Trigonometry - When do I know that SINE of an Angle became Cosine

Question

I am doing a trigonometry exercise and I am struggling to understand one thing, the exercise is pretty elementar, but I am still in the basics of it... The exercise is as follows: Let 90 < A < 180 and tgA = -1/2

What is: sin(270 - A) cos(270 - A)

The picture is attached. My doubt is: I know that sin(270 - A) is an angle and that this angle is on the second quadrant because [270 - (180 - A)] is equal to 90 + A Then I drew up a right triangle and since I know that tgA = -1/2, I drew adjacent = 2 , opposite = 1 and hypotenuse = square root of 5 So far so good, but then the exercise asked sin(270-A), then I simply evaluated the triangle I drew by getting the opposite value over hypotenuse, which in this case is (square roof of 5 / 5) I have access to the answer sheet to see if I am understanding it right, it turns out that -2/5 / 5 It seems as though the adjacent turned into opposite and vice versa Why do they change places? What is the logic behind it?

I am sorry if my explanation was poor, I can give more examples and further details if you guys want so

Thank you a lot in advance

Answer 1

First, whenever a question involves angles outside the range $0<\theta<90^\circ$, I would avoid completely any use of the words “adjacent” and “opposite.” The angle $\theta$ is measured counterclockwise from the positive $x$ axis, we find the point $(x,y)$ where the ray at that angle intersects the unit circle, and then $\sin(\theta)=y$ and $\cos(\theta)=x.$

I agree that if $\theta$ is in the second quadrant then $270^\circ-\theta$ is also in the second quadrant. But your particular angle $\theta$ produced a point farther from the $y$ axis than from the $x$ axis, and $270^\circ-\theta$ should give a point farther from the $x$ axis than the $y$ axis, hence the $y$ coordinate has the larger magnitude, hence the sine has greater magnitude than the cosine.
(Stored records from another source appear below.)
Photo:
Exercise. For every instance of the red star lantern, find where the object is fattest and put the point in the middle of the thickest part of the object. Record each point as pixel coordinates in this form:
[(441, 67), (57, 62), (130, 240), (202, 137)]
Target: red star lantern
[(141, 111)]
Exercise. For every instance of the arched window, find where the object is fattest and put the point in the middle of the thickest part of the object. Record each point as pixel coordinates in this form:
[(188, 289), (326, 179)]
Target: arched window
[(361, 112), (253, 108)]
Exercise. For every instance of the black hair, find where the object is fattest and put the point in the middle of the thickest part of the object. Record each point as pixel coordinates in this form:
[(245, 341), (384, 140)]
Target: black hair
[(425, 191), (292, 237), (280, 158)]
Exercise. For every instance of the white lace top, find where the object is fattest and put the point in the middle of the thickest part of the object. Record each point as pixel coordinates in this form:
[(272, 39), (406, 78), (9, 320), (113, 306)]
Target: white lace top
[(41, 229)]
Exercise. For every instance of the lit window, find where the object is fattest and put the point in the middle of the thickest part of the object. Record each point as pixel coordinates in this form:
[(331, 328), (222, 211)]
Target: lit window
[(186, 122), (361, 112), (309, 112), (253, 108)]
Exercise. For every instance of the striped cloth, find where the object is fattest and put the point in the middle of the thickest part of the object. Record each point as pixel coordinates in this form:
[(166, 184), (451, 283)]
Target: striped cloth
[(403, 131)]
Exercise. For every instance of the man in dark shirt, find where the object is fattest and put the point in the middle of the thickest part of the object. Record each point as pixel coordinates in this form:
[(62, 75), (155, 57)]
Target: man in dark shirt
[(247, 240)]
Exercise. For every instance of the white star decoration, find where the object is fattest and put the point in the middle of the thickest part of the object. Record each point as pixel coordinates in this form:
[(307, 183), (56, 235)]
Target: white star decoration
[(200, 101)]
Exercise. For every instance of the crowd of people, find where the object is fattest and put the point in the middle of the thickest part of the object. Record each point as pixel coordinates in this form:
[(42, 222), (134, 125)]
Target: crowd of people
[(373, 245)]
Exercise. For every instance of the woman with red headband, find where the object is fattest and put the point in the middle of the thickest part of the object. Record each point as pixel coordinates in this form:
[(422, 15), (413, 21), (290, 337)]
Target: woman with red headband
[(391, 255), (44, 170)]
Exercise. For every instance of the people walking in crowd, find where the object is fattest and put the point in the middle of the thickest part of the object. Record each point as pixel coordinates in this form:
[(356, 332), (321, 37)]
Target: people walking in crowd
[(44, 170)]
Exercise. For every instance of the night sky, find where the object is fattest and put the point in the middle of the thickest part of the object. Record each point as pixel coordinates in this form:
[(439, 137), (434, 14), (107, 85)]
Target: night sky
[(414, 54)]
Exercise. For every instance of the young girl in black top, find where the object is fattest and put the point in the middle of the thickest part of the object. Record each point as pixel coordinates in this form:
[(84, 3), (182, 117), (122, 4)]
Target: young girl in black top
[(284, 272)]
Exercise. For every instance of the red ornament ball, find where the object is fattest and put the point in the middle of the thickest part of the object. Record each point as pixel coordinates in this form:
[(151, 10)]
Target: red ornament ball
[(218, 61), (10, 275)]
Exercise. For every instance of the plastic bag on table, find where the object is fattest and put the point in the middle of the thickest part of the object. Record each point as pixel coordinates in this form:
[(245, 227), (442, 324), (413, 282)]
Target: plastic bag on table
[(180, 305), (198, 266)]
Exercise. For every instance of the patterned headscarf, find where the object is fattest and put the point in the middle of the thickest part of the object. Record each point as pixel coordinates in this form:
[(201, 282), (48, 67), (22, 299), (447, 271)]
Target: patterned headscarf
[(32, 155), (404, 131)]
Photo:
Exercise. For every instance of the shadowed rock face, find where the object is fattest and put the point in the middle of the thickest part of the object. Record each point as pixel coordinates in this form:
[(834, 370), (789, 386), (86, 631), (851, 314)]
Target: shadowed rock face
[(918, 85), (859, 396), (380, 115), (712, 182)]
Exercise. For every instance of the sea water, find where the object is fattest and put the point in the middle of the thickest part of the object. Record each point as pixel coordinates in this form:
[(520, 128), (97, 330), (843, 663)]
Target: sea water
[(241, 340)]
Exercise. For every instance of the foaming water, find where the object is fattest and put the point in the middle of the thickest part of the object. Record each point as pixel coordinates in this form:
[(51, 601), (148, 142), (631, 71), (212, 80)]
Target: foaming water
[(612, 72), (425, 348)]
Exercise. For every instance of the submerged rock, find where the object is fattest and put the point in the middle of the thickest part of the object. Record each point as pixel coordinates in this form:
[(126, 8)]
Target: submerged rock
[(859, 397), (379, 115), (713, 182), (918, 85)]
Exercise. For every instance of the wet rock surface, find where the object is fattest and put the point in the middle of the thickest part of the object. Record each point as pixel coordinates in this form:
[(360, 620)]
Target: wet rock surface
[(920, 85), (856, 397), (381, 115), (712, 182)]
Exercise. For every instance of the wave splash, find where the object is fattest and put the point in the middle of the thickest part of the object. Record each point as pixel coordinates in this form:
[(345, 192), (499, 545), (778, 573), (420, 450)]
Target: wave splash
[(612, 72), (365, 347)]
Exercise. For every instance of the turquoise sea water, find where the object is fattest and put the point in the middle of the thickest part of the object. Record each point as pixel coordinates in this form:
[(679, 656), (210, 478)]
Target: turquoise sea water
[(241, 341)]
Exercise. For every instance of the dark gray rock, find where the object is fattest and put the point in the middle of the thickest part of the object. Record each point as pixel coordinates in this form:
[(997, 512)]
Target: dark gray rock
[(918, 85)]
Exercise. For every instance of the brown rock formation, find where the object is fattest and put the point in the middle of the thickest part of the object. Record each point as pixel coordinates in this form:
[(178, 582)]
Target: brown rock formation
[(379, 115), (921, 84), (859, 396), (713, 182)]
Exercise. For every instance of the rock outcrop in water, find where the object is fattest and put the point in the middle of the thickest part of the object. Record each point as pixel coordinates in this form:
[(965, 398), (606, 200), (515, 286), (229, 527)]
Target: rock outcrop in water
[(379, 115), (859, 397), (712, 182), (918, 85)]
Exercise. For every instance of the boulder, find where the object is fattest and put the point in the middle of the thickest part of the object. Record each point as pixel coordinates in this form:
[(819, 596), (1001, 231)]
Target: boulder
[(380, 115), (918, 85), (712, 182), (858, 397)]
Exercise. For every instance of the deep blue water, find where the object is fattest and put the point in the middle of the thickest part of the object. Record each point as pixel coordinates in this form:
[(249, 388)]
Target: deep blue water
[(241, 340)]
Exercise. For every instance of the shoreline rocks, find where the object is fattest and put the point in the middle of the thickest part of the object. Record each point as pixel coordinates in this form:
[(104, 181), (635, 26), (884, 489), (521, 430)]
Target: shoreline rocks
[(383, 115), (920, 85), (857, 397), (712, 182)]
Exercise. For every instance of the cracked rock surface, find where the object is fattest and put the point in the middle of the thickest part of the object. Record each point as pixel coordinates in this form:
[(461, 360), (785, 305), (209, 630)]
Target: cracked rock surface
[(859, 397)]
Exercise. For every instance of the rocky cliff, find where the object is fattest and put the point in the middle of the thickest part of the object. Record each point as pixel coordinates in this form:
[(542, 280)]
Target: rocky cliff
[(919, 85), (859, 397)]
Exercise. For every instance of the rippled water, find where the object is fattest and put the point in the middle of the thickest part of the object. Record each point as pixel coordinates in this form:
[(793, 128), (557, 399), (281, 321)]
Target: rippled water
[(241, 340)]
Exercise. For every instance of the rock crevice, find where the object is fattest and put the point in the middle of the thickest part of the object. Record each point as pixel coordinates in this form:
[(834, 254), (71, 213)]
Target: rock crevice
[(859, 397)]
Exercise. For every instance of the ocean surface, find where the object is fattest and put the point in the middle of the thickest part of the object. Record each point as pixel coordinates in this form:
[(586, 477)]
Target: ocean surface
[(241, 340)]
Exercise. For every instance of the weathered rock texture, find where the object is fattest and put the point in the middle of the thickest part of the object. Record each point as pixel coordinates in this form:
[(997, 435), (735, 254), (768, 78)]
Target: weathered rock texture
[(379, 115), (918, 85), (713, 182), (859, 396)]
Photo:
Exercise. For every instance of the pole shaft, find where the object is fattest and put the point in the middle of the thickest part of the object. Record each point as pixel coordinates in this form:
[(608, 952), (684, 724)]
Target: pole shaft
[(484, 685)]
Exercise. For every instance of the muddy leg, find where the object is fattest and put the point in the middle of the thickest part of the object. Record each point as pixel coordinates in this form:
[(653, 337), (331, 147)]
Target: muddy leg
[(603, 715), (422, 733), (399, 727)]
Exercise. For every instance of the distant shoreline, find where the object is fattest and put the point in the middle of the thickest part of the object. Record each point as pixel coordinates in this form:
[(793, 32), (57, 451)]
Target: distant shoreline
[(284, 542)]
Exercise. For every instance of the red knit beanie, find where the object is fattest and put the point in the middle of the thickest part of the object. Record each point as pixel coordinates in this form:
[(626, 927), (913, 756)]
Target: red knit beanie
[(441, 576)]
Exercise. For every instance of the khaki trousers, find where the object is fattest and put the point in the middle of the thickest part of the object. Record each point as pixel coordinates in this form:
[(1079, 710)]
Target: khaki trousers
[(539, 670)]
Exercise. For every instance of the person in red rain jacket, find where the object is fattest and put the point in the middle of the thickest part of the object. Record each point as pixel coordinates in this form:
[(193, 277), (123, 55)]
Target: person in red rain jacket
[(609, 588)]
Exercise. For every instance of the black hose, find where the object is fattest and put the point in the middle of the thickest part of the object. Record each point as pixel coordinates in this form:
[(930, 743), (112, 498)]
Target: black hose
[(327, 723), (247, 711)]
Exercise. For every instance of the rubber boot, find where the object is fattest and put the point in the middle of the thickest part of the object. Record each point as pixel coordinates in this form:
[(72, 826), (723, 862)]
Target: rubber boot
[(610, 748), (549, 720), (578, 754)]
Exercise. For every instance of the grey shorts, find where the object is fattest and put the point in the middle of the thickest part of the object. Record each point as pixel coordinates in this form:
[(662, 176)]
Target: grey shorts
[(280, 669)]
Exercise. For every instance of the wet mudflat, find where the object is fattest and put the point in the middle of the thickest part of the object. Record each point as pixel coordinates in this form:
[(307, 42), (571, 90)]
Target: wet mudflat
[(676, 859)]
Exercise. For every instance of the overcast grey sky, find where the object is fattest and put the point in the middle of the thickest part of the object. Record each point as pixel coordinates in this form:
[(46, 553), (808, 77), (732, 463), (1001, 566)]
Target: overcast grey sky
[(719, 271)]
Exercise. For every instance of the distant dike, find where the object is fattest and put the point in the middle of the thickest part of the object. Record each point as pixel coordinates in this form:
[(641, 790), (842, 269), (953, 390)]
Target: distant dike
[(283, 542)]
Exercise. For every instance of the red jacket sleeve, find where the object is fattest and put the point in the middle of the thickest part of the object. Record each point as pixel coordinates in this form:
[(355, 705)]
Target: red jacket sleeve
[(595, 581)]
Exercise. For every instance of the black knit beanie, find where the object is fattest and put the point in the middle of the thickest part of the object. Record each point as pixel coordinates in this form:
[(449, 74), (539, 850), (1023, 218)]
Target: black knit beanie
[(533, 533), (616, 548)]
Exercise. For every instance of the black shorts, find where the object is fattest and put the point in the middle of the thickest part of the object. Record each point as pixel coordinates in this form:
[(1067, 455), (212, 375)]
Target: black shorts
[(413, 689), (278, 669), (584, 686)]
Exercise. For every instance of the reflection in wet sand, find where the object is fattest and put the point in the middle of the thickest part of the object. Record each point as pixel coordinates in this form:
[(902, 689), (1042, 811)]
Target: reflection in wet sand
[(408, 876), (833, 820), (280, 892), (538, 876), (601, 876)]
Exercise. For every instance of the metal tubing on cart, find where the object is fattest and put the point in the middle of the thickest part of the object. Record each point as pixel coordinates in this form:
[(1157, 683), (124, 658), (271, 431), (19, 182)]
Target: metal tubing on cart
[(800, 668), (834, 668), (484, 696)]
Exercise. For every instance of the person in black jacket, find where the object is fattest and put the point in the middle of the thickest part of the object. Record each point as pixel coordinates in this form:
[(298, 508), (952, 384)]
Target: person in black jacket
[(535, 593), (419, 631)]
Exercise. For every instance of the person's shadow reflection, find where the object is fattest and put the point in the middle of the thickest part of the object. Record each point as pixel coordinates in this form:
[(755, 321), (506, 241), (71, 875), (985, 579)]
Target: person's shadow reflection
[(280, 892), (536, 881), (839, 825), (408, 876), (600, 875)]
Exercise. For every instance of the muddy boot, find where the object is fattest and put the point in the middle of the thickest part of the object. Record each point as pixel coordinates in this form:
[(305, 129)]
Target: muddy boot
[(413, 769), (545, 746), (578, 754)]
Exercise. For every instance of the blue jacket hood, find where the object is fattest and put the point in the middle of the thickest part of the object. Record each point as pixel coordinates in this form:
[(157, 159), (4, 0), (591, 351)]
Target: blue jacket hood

But the sine should be positive in the second quadrant. So I get $2\sqrt5/5.$

I would rather use trig identities rather than all these different angles and quadrants. The relevant identity in this case is $\sin(270^\circ-\theta)=-\cos(\theta)$.

Answer 2

Comments have alluded to the identities$$cos(A\pm B)=\cos A\cos B\mp\sin A\sin B,\,\sin(A\pm B)=\sin A\cos B\pm\cos A\sin B,$$which you can prove e.g. by seeing where $\binom{\cos A}{\sin A}$ goes when rotated anticlockwise by $B$. So $\sin 2A=2\sin A\cos A$ and $$\sin(270^\circ-A)\cos(270^\circ-A)=\frac12\sin(540^\circ-2A)=\frac12\sin(180^\circ-2A)=\frac12\sin 2A.$$Or perhaps you wanted the factors individually? $$\sin(270^\circ-A)=\sin270^\circ\cos A-\cos270^\circ\sin A=-\cos A;$$similarly, $\cos(270^\circ-A)=-\sin A.$